Selain itu, kegiatan juga dimaksudkan untuk menggalang kekuatan masyarakat sipil dan lembaga-lembaga kultur maupun lembaga-lembaga legislatif untuk berkolaborasi dalam rangka mendukung percepatan pembahasan RUU sebagai program legislasi nasional (Prolegnas) yang harus segera dibahas dan disahkan.
“Nah kehadiran saya diundang sebagai akademisi untuk membedah poin-poin mana yang perlu diakomodasi dalam RUU tersebut. Tentu, RUU ini diharapkan akan menjadi salah satu bagian yang memperkuat undang-undang otonomi khusus Papua,” ujar Prof Sepus Fatem di sela-sela kegiatan.
Lebih jauh ia menjelaskan, dalam draft RUU Masyarakat Adat tersebut, ada beberapa pasal yang sudah diusulkan pihaknya untuk dilakukan pembobotan. Contoh terkait dengan kelembagaan masyarakat adat di tingkat pusat, provinsi maupun kabupaten kota.

Selain itu, bagaimana RUU ini bisa memberikan kepastian terhadap upaya perlindungan dan pengakuan masyarakat adat, tetapi juga memberikan kepastian hukum terhadap orang, institusi atau individu yang memperjuangkan hak-hak masyarakat adat agar terhindar dari resiko hukum, karena kebanyakan aktivis yang membela hak masyarakat adat di atas tanah, hutan, lahan, dan sebagainya akan berhadapan dengan proses hukum.
“Kemudian yang paling penting adalah bahwa hari ini di Papua itu konflik antara masyarakat adat dengan korporasi, dengan kekuatan negara itu terus meningkat. Oleh karena itu kita berharap undang-undang ini dia akan mengisi kelemahan-kelemahan itu,” sebut Prof Sepus.
Ia juga berpandangan bahwa melalui RUU Masyarakat Adat ini, kedepan masyarakat adat diberikan ruang yang seluas-luasnya, dalam proses pengambilan keputusan, juga dalam aspek pemberdayaan khususnya bagi masyarakat yang ada di area dimana aktivitas pemerintahan, investasi maupun lainnya beroperasi.

“Salah satu aspek yang saya bicarakan sebagai narasumber itu adalah terkait dengan kemungkinan adanya keterlibatan masyarakat dalam usaha-usaha investasi yang berkeadilan dan ramah lingkungan.

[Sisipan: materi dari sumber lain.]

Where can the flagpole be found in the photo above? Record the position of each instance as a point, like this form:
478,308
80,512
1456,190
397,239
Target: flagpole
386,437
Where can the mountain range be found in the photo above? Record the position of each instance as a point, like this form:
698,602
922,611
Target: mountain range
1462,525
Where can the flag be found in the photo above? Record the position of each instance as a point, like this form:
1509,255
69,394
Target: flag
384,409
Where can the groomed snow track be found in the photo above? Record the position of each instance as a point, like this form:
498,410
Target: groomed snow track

Misalnya penyertaan modal dalam konteks aset tanahnya atau lahan dibuat dalam perjanjian, karena kita mau masyarakat ini juga berkembang dan maju ekonominya, kesehatan, pendidikan dan lain sebagainya,” sebut Prof Sepus.

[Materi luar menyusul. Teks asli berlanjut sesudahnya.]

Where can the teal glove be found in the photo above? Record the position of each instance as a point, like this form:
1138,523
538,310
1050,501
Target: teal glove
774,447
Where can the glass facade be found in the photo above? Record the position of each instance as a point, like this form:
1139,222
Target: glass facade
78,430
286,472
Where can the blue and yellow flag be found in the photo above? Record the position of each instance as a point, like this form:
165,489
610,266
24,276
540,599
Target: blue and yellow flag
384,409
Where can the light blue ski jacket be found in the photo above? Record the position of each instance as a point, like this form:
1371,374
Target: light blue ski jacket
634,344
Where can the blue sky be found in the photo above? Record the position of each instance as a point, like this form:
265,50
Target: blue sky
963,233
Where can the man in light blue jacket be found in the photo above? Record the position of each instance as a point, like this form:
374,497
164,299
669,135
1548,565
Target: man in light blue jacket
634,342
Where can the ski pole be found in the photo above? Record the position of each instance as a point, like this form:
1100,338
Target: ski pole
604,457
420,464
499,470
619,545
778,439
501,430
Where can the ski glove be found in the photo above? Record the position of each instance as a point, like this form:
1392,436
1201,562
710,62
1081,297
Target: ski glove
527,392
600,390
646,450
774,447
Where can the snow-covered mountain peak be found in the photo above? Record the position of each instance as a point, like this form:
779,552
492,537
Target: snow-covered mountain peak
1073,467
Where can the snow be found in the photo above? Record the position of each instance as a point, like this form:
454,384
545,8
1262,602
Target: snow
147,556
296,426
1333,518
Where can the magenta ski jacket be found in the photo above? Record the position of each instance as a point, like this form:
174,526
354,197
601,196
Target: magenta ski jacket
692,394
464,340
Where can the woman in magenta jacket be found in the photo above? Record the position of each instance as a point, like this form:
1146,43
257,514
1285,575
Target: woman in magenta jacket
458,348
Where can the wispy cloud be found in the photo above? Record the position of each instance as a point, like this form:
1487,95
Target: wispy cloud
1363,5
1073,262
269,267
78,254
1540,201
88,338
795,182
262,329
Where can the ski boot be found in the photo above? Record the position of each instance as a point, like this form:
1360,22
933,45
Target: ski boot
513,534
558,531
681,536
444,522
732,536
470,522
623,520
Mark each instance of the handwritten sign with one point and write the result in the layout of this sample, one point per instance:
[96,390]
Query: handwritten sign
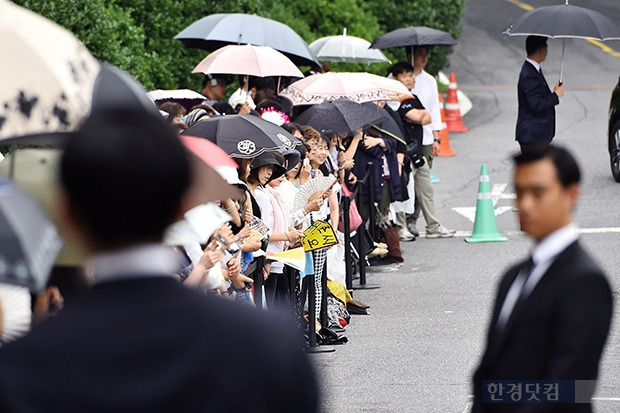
[319,235]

Prof Sepus menambahkan, momentum konsultasi publik tersebut tidak hanya membahas soal pasal-perpasal tetapi harus ada semacam rekomendasi atau pernyataan sikap sebagai bentuk komitmen masyarakat dalam mendukung percepatan pengesahan RUU tersebut.
“Kita berharap harus ada deklarasi Sorong atau deklarasi Papua Barat Daya, meminta kepada Bapak Presiden dan legislatif untuk sesegera melakukan penetapan dan pembahasan rancangan undang-undang menjadi undang-undang masyarakat adat,” ungkapnya.

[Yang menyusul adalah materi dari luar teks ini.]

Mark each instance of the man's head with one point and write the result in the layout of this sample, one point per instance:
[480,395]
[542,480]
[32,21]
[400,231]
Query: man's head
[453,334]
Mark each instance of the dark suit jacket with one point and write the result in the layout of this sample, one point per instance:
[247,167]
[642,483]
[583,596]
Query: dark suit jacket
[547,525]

Dicecar terkait konflik antara masyarakat adat dengan pemerintah maupun investor yang terus terjadi di tanah Papua, Prof Sepus mengakui bawasannya, salah satu kendala yang dihadapi dalam upaya pengakuan dan perlindungan masyarakat adat terkait dengan cantolan hukum secara nasional yang membingkai peraturan-peraturan di tingkat bawah.
“Kalau RUU ini disahkan, otomatis dia akan mengakomodasi, menjembatani dinamika masyarakat adat termasuk konflik tadi. Karena dari 32 pasal yang diatur dalam undang-undang itu semua sudah ada di dalamnya. Baik itu terkait hak-hak masyarakat adat, kemudian manajemen penyelesaian konflik, dan lainnya semua sudah diatur di dalam. Kita berharap RUU ini hadir semua persoalan yang selama ini terjadi secara perlahan bisa terurai,” pungkasnya.